Journalist cover July 08

Why single out the Morning Star for a label?

Congratulations on recognising the sometimes forgotten reality that the last strike action on a London-based national daily was the five week-strike in 1998 that won my reinstatement as Morning Star editor.

Incidentally, has “communist Morning Star” been built into a single key stroke on your computer? I only ask since my paper seems to be the only one that requires a “buyer beware” warning of its politics, unlike others whose political sympathies are no less apparent.

That my sacking on trumped-up charges followed a change in the leadership of the Communist Party is true, but the Journalist’s assertion that the new leaders wanted to “impose a new editor on the paper” is not.

The Communist Party could not sack me as editor because it does not own or control the Morning Star.
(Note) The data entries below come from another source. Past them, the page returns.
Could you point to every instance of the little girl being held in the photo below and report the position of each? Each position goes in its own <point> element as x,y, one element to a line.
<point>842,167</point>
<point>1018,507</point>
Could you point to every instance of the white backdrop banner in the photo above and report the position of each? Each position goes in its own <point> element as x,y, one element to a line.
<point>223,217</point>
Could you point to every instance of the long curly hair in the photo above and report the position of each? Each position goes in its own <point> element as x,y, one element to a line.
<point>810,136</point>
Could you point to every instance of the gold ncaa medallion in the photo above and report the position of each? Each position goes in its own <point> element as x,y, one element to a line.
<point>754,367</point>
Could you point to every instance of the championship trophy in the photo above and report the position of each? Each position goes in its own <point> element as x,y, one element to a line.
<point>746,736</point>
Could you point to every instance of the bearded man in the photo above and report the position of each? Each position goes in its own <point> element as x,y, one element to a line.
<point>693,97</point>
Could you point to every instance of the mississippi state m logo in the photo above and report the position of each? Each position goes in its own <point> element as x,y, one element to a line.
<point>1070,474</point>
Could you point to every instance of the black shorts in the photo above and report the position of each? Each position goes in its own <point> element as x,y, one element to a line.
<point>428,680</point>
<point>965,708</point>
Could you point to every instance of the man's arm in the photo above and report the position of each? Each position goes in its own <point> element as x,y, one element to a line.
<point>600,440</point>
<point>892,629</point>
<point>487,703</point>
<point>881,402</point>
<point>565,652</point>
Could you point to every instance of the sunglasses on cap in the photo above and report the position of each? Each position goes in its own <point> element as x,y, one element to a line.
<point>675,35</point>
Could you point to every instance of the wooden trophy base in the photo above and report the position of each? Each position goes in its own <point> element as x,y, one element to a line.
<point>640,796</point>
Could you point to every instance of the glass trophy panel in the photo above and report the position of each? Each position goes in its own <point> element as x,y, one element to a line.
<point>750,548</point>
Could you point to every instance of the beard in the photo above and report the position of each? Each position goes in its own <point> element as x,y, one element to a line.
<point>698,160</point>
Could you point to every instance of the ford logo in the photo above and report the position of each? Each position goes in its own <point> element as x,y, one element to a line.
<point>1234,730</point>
The paper is owned by a readers’ co-operative, the People’s Press Printing Society Ltd, which is run by a committee of management elected annually by the society’s shareholders.

At that time, the company secretary’s husband was the Communist Party general secretary, who was replaced by the Communist Party executive committee in January 1998, at my proposal.

By coincidence, some say, my suspension and then sacking followed shortly afterwards.

The upshot was that the Morning Star NUJ chapel went on strike, supported by our union, MPs, other trade unions and the Communist Party.

In a striking victory for editorial independence, I was reinstated and the company secretary resigned.

At the subsequent shareholders’ meeting, those who had supported her were voted off the management committee and replaced by a broad spread of labour movement personalities, including then Fire Brigades Union general secretary Ken Cameron who became management committee chair.

John Haylett

Editor, Morning Star

London E3

You insist that the Morning Star is not a “commercial daily,” when of course we have been since 1930. And the “communist” label only undermines the work of journalists at the paper. We are all NUJ members and only a minority of us are in the Communist Party.